Henrik: Great. Chris, how are you involved with Digital Asset Management?
Chris: I came into the orbit of Digital Asset Management through my work with photographers and with stock photography agencies. I began the career about 20 years ago as a photo researcher. Kind of morphed that into photo editing. And at the time about around the recession, that was when a lot of the companies were starting to scale back and that’s when I had to find a way to reinvent myself in this industry. I think some opportunities came up that involve Digital Asset Management and it was a good move for me to go into at that time.
Henrik: Chris, how does the world’s leading river cruise line company use Digital Asset Management?

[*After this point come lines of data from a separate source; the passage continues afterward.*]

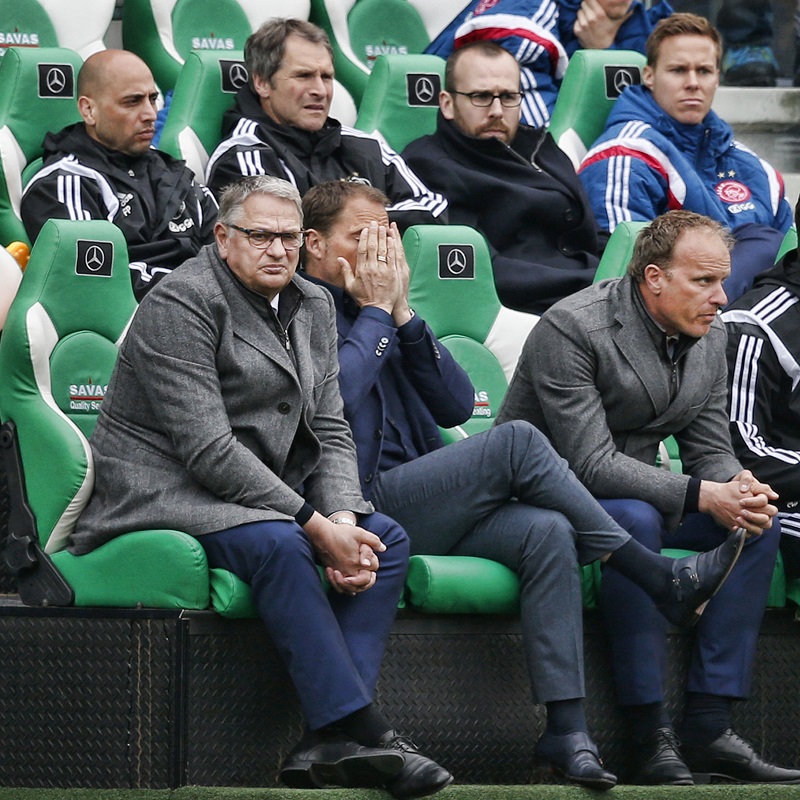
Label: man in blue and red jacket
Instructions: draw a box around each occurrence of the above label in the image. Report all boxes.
[579,14,792,301]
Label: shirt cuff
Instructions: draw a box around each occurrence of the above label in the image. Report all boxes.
[358,306,396,328]
[683,478,700,514]
[397,314,425,344]
[294,503,314,528]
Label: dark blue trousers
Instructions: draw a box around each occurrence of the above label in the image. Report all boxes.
[198,514,408,730]
[600,500,780,705]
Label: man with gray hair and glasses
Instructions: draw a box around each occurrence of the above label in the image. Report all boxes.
[403,41,600,314]
[206,19,447,229]
[69,176,452,800]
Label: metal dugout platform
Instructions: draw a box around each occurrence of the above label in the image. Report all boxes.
[0,596,800,789]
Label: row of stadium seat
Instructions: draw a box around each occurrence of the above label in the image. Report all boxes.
[0,214,800,617]
[0,0,463,104]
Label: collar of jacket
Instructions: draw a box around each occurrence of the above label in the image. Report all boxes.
[753,250,800,294]
[606,85,733,161]
[223,85,342,160]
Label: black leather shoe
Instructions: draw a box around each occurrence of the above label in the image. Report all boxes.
[656,528,747,628]
[631,728,694,786]
[279,733,403,789]
[683,728,800,783]
[536,731,617,790]
[378,731,453,800]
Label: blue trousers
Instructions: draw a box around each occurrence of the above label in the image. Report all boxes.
[600,500,780,705]
[371,420,630,703]
[198,514,408,730]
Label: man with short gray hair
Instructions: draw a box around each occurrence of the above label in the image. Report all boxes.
[498,211,800,784]
[206,19,447,229]
[75,176,453,800]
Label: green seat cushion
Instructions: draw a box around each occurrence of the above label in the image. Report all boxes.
[51,530,209,609]
[208,568,258,619]
[406,555,597,615]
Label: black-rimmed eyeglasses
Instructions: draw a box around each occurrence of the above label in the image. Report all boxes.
[230,222,306,250]
[450,89,522,108]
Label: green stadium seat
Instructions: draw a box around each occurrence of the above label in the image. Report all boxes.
[311,0,465,107]
[403,225,597,614]
[158,50,247,182]
[355,55,445,153]
[0,0,115,60]
[122,0,356,124]
[403,225,538,398]
[0,220,253,616]
[0,247,22,332]
[548,50,645,169]
[0,47,82,246]
[594,222,648,283]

Chris: The company has been growing incredibly quickly and they decided that instead of keeping all of their assets on internal servers, they needed to bring in someone to kind of manage the whole process of all the images coming in, all the maps, all the different logos that they’ve been storing in different folders here and there. And so I was hired to come in and kind of corral all of the image assets into one big database. When I was hired, they didn’t have a DAM in place, but when I came in they acquired an Adobe product and I worked with the developers to kind of customize this database to fit the needs of the company. And so I took about 70,000 images, maps, such and kind of gave everything I kind of a standard file name so that a lot of the assets would be searchable, included a lot of metadata just so that the images would be found when someone was searching for something such as like a German castle of sort. So the company uses the DAM right now basically with a lot of their digital products, with a lot of the print materials, the content that we use online on the websites. Everything is a lot easier to find for people in the company and it’s easy for me to kind of know where the assets are living at the time.
Henrik: Chris, what are the biggest challenges and successes you’ve seen with Digital Asset Management?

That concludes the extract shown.